C-SEP mirrors the PSW principles espoused by Flanagan, Ortiz, and others as well as the Cross-Battery Assessment (XBA) procedures described by the same authors. Specifically, C-SEP utilizes the WJ IV family of instruments to gather normative data describing students’ neurocognitive profiles. Thus, both the Wechsler and the WJ IV families of instruments are tools available to diagnose a learning disability. Both approaches utilize similar principles: (1) students would have had to receive appropriate instruction to rule out lack of instruction as a variable; (2) multiple sources of information (i.e. curriculum-based assessment, grades, work samples, test scores) must be sought in justifying a referral for testing and developing a hypothesis that drives the assessment process; (3) linkages between identified processing and achievement deficits must exist; and (4) other factors (i.e. physical or intellectual disabilities; social-emotional disorders; environmental or economic disadvantage, and cultural-linguistic factors) must be ruled out. C-SEP offers its own version of XBA when it is important to expand the assessment of specific findings (i.e. administering another subtest to test out an initial finding is recommended when the WJ IV core administration includes only one subtest in a processing area).
One difference I observed is that the PSW model offers a statistical program to analyze normative data that contrasts findings associated with strengths and those with weaknesses to determine if a statistical difference exists. Moreover, the recent expansion of the PSW software includes hundreds of tests and subtests that may be utilized in performing XBA to give a more comprehensive picture of processing and achievement strengths and weaknesses. PSW also includes measures of executive functions to further elaborate on neurocognitive profiles.

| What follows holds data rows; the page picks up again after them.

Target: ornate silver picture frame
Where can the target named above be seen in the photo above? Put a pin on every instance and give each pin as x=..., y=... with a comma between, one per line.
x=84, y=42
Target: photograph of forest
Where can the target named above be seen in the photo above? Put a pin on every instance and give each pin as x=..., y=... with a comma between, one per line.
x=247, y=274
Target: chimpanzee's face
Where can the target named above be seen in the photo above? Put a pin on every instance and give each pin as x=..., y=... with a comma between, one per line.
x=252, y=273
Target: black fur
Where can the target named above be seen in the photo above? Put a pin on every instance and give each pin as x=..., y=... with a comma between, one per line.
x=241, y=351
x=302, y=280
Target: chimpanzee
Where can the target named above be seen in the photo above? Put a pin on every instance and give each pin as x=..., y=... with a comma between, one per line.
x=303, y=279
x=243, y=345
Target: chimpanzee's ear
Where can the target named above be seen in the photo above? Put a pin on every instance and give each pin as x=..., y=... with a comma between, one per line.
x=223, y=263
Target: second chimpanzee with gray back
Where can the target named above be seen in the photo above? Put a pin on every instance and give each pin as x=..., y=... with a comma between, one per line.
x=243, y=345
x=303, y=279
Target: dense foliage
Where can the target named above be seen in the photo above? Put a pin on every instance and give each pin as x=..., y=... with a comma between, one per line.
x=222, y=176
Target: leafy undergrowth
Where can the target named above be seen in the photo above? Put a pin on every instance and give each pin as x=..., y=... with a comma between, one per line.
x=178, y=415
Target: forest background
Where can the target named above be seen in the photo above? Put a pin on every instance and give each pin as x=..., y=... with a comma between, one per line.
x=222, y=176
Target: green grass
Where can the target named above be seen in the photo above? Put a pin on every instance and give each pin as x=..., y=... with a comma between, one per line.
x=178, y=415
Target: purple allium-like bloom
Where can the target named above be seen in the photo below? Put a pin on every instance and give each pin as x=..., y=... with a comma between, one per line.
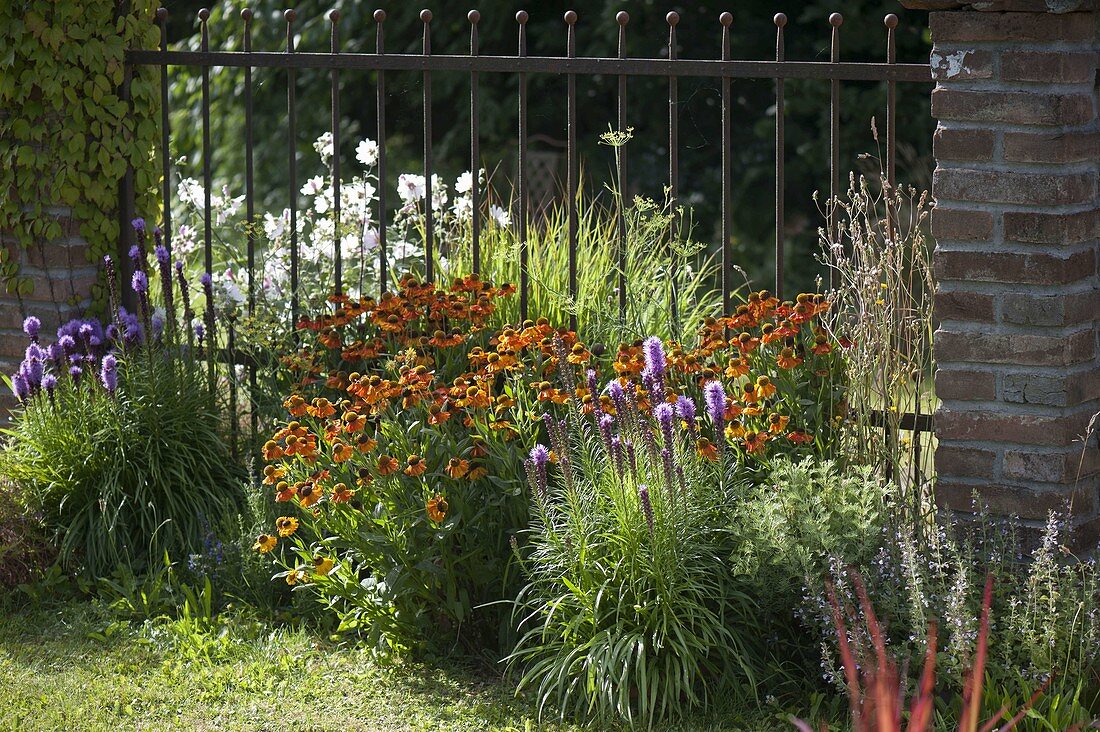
x=656, y=361
x=666, y=417
x=31, y=327
x=20, y=388
x=140, y=283
x=109, y=373
x=647, y=507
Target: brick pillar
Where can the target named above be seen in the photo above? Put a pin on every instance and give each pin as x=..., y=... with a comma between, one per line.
x=1016, y=226
x=62, y=279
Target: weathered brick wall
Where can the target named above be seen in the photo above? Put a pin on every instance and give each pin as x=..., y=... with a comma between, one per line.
x=63, y=277
x=1018, y=231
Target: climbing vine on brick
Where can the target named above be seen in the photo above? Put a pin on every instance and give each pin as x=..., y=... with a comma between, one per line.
x=66, y=133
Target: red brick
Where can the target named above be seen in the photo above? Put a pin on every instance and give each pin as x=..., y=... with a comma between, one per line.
x=1023, y=349
x=1066, y=466
x=1022, y=268
x=1057, y=66
x=961, y=225
x=1036, y=228
x=1012, y=500
x=954, y=143
x=964, y=384
x=1051, y=390
x=1051, y=146
x=961, y=64
x=1018, y=28
x=1056, y=310
x=1011, y=187
x=1009, y=426
x=963, y=305
x=964, y=461
x=1011, y=107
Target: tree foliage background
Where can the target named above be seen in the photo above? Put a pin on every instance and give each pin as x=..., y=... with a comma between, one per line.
x=862, y=37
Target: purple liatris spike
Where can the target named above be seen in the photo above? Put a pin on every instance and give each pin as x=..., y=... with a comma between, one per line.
x=31, y=327
x=653, y=351
x=140, y=283
x=666, y=417
x=109, y=373
x=647, y=507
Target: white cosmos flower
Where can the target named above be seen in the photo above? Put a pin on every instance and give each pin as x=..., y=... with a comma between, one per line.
x=366, y=152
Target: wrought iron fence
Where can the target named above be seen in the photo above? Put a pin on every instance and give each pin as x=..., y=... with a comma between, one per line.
x=523, y=65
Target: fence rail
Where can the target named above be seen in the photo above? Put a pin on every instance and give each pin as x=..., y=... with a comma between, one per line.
x=521, y=65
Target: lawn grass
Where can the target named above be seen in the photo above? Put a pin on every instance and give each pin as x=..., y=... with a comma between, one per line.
x=72, y=666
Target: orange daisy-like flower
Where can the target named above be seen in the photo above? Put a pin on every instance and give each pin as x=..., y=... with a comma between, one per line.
x=342, y=452
x=706, y=449
x=286, y=525
x=458, y=467
x=415, y=466
x=387, y=465
x=284, y=492
x=341, y=493
x=800, y=437
x=437, y=509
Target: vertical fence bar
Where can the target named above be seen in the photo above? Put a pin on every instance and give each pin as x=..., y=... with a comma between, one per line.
x=429, y=224
x=521, y=18
x=292, y=123
x=571, y=165
x=672, y=20
x=727, y=272
x=207, y=233
x=834, y=138
x=380, y=15
x=250, y=212
x=162, y=19
x=780, y=21
x=338, y=255
x=622, y=18
x=474, y=153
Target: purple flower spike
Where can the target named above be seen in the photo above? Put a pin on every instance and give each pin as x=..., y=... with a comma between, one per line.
x=31, y=327
x=647, y=507
x=140, y=283
x=656, y=362
x=109, y=373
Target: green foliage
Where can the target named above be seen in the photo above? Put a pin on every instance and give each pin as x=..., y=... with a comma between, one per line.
x=68, y=132
x=123, y=479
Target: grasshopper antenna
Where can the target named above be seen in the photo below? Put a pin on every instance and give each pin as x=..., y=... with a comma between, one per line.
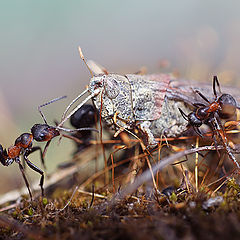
x=82, y=57
x=73, y=101
x=45, y=104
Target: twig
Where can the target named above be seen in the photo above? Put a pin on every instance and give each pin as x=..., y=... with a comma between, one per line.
x=147, y=175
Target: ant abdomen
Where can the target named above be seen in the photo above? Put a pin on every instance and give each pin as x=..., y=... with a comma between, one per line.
x=202, y=113
x=228, y=106
x=194, y=120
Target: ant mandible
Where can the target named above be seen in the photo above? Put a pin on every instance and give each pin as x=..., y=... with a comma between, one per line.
x=223, y=107
x=23, y=146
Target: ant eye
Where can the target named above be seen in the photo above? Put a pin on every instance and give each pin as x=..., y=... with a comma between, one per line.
x=228, y=106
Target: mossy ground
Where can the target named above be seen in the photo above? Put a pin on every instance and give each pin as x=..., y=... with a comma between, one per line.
x=179, y=216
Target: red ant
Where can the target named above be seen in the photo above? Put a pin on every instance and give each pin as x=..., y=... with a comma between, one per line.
x=23, y=146
x=223, y=107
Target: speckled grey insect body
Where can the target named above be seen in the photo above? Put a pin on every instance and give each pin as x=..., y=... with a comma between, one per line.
x=138, y=101
x=147, y=103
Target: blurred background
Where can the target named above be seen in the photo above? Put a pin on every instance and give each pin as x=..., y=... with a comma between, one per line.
x=39, y=59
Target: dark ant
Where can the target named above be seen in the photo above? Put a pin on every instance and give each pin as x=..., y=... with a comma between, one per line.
x=223, y=107
x=23, y=146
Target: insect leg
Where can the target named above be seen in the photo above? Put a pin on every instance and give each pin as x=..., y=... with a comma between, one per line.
x=45, y=104
x=197, y=105
x=24, y=177
x=202, y=96
x=221, y=133
x=35, y=168
x=45, y=148
x=196, y=129
x=33, y=149
x=183, y=114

Despite the differences, the road ahead appears to be clear: PSW is being recognized as the primary approach for identifying learning disorders. It is now up to legislators and departments of education in states like New Jersey to acknowledge that PSW reflects the best science we have and give child study teams “permission” to move away from the antiquated and flawed eligibility criteria in the current state code.